Some people play the lottery, some people play the courts.
Don’t know whether this is a legitimate claim, but many people do see opportunity for personal gain in accidents.
i think that his stupid and reckless behavior with the suspect’s pistol was a supervening cause of his accident. don’t see how the city could have lost on this one unless it had really bad representation.
Lean back in any four leg chair an it will fall apart. Not a klutz but a dumb ass.
The millions aside, the guy draws a 3/4 pension AND has another city job where he will undoubtedly earn a second pension in time.
The harder I work to make my own livelihood, the more I think I have been a fool all this time. If I took a different path after college, today I’d be just a few years from my “20 and a pension” and I could move to a cheaper part of the country and start anew.
Sounds like very poor handling of a strange firearm to me.
This guy needs an NRA refresher course or something.

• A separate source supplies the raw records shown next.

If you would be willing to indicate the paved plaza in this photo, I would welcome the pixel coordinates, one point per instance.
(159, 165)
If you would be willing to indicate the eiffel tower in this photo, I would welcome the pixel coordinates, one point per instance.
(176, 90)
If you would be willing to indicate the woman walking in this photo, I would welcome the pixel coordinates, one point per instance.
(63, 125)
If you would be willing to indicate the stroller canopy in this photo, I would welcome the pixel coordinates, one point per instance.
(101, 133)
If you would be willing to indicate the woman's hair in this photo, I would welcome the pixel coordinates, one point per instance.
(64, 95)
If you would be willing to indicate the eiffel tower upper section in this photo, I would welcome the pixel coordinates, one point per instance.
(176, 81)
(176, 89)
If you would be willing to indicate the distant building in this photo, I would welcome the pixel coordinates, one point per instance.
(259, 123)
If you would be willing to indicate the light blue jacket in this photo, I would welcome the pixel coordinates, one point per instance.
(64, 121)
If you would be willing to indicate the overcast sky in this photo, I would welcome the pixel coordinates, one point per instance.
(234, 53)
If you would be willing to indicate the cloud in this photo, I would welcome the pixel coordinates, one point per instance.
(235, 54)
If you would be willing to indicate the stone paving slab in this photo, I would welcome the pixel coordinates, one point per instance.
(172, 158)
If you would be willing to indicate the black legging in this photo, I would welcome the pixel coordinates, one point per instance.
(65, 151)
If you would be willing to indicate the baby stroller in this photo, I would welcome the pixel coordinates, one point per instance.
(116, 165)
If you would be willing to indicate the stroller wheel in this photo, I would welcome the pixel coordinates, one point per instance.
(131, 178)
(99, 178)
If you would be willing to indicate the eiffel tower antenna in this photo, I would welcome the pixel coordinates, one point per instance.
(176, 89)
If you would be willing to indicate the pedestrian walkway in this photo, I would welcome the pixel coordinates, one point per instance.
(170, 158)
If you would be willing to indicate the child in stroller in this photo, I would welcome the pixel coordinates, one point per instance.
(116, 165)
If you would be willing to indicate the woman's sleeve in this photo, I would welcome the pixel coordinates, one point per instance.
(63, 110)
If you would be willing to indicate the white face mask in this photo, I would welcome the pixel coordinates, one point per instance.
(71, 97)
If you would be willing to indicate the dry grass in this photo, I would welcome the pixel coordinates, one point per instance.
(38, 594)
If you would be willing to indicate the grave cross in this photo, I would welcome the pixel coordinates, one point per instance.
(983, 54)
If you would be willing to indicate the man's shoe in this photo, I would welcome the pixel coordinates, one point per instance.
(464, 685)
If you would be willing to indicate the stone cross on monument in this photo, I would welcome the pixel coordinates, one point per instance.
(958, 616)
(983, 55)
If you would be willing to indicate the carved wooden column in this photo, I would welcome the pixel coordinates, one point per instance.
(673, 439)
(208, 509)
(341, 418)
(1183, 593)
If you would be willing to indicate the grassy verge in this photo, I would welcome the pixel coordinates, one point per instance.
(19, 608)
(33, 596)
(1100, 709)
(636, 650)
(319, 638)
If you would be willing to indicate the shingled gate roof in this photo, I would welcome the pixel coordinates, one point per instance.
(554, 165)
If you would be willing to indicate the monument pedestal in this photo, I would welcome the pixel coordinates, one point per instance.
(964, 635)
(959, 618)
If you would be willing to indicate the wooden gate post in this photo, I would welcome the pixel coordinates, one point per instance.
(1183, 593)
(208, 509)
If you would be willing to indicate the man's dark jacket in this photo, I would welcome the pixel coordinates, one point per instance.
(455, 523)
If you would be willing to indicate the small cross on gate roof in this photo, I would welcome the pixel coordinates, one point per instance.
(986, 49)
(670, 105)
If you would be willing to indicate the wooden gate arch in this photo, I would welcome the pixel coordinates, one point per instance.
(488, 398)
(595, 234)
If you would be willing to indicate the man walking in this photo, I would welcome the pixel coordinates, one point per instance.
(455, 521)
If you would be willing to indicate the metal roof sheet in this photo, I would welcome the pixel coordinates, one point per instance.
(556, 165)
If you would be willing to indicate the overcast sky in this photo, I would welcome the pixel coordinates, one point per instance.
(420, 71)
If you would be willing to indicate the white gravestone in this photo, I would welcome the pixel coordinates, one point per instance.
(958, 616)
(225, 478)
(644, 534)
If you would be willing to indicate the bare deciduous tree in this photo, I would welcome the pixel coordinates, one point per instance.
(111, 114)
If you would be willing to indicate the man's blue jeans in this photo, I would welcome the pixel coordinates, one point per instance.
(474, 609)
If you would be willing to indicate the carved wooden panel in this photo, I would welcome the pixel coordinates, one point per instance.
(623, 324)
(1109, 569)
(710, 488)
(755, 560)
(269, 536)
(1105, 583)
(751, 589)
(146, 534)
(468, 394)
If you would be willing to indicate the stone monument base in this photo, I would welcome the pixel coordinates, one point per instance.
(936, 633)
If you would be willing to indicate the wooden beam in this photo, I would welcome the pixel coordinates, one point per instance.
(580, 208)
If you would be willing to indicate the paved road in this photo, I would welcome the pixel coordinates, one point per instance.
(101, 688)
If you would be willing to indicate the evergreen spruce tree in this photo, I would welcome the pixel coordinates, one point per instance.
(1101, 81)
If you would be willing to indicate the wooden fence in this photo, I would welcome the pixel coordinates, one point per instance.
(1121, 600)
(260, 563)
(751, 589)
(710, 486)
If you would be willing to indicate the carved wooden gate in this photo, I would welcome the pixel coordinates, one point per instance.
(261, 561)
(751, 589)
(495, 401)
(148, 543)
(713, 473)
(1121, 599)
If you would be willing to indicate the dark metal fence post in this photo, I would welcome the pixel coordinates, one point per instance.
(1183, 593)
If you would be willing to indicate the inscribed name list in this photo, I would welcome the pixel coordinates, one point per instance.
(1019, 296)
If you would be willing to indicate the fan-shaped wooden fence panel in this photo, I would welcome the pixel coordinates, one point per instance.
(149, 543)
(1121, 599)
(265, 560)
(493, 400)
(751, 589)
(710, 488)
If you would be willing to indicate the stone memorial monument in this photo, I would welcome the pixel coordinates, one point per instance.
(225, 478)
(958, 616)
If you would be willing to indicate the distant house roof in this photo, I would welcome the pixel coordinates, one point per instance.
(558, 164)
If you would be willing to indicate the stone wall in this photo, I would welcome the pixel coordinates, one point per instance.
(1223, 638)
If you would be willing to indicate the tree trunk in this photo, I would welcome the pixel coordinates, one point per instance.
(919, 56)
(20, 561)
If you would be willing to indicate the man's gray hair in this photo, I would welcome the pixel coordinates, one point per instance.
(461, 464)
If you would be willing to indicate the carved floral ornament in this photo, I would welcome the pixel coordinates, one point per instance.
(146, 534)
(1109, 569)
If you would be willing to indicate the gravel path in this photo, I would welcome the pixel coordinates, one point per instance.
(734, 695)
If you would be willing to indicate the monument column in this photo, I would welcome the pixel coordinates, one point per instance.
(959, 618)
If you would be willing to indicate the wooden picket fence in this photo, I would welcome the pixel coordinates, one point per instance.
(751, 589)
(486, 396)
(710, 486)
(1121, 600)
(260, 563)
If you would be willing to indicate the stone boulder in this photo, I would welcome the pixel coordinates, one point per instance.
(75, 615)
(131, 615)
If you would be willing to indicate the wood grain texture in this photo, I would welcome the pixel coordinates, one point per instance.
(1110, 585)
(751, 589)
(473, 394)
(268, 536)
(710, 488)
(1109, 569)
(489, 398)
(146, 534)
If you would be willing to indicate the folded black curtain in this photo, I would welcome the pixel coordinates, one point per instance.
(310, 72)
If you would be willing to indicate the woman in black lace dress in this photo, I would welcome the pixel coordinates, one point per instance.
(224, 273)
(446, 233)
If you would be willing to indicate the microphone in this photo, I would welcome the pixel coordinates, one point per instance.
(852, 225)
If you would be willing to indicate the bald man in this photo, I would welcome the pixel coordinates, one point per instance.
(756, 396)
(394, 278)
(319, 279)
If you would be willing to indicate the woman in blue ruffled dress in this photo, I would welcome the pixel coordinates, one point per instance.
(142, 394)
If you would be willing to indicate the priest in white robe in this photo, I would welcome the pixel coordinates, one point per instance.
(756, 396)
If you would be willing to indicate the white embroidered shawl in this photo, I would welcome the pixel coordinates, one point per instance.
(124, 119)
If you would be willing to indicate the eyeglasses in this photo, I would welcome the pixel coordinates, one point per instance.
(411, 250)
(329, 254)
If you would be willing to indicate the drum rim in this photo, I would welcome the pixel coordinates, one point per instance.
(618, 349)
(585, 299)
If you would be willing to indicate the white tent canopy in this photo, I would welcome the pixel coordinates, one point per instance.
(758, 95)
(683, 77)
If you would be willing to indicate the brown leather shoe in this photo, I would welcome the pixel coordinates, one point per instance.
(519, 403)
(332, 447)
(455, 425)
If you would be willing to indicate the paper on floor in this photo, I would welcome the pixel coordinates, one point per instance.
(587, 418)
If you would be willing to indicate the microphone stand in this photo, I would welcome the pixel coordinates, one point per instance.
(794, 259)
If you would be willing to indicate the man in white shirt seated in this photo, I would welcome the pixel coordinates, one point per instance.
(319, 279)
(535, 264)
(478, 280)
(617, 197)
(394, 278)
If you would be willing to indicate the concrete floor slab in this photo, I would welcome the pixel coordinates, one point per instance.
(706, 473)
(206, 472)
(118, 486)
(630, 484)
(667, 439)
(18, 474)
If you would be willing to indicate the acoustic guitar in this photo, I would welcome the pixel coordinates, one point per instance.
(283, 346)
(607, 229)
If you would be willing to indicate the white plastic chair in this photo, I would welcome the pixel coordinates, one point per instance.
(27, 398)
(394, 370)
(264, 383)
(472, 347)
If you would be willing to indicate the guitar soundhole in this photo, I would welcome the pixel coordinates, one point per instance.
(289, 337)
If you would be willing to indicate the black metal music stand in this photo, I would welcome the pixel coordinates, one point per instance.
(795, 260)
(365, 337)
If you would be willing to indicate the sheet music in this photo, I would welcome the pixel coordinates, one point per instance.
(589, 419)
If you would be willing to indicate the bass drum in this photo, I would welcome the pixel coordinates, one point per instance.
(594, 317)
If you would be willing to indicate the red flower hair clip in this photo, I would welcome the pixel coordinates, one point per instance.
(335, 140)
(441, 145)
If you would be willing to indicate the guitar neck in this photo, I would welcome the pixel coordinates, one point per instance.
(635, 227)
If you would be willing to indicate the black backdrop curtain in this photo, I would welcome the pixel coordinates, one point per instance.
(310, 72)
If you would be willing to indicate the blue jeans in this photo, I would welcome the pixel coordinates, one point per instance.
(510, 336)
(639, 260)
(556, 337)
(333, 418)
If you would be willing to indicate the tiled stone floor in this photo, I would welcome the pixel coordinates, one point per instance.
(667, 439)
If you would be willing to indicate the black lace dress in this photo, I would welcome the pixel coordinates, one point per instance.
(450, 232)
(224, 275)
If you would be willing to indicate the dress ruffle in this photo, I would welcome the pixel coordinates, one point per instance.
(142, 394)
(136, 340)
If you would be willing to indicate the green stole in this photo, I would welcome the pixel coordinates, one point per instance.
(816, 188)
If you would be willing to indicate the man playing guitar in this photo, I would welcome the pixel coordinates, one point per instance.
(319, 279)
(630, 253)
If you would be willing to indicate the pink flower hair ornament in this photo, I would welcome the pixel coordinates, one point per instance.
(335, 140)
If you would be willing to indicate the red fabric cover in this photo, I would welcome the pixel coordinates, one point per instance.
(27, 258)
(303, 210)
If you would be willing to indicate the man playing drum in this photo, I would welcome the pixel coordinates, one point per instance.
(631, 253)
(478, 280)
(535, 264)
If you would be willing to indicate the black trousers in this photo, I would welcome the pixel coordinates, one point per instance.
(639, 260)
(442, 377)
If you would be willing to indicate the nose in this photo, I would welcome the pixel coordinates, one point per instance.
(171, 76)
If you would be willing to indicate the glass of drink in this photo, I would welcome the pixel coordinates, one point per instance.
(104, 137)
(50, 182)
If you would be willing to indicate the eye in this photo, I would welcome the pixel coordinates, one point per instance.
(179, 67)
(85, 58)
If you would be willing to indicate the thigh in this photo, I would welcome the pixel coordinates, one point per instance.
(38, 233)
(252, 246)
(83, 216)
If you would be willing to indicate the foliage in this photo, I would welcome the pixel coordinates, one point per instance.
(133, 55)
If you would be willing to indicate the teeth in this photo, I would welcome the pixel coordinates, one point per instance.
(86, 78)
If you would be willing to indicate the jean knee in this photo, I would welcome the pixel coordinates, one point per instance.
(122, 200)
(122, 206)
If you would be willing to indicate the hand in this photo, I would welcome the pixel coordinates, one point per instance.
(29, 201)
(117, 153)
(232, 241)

I’m certainly no gun expert and not a trained peace officer but even I would never have treated the weapon so carelessly.
Wonder if he was holding a cup of hot coffee also causing a burn in the crotch area maybe he can make a claim on that also how about a claim on not being able to finish his donut because of the fall.Some one should sue him for not putting the safety on before jamming it into his pants.The idiot.
There’s been a number of posts about the detective, but I was thinking about what must have gone through the mind of the suspect when this went down in the interrogation room. Holy S##t would just begin to describe it.
For what it’s worth, I read the article to say that this was not the suspect’s gun, but the partner’s gun.
I would assume that it is a rule that you can not interview a suspect alone while armed, so the partner gave his gun to the guy to hold while he was doing the interview.
The cops I have known do not unload every time they take it off or store it. So why would we expect it to be done here?
Playing devil’s advocate here, maybe he was sitting somewhere where he could not put the gun in a drawer or other storage place.
His partner hands him the gun and rather than sitting there holding a gun, he tucks it into his waistband. (the picture seems to show it’s not a large piece)
When he leans back, the chair breaks and he starts to fall backward. I would think under this senario your first instinct might be to grab the gun so it does not fall to the floor, thus he grabbed the gun the most natural way.
If the gun did not slide smoothly from his waistband, this might lead to him pulling the trigger as he fell backwards.
Just a thought.
That cop watched far too many movies.
I really can’t express how disgusted I am with a-hole cops in general, our “justice system” and NYC as a whole.
Take the magazine out.
Pull the slide back to eject the round and lock the slide.
You’re free to scratch your head with said pistol if you wish.
He had a negligent discharge in a police station. If I was the presiding judge I would have thrown the suit out, then angrily asked him “Why didn’t you follow proper firearm safety rules?” He nearly would have left with my shoe up where the sun doesn’t shine.
Why was his finger in the trigger guard? Did he think he might have to shoot the other cop who was giving him the gun?
Let’s see, let me guess, he didn’t have the safety on, or this pistol isn’t equipped with a safety AND he forgot to unload it before sticking it into his belt. Got it. Wasn’t his fault it was the fault of his superiors who allowed such an untrained idiot to run loose on a police force!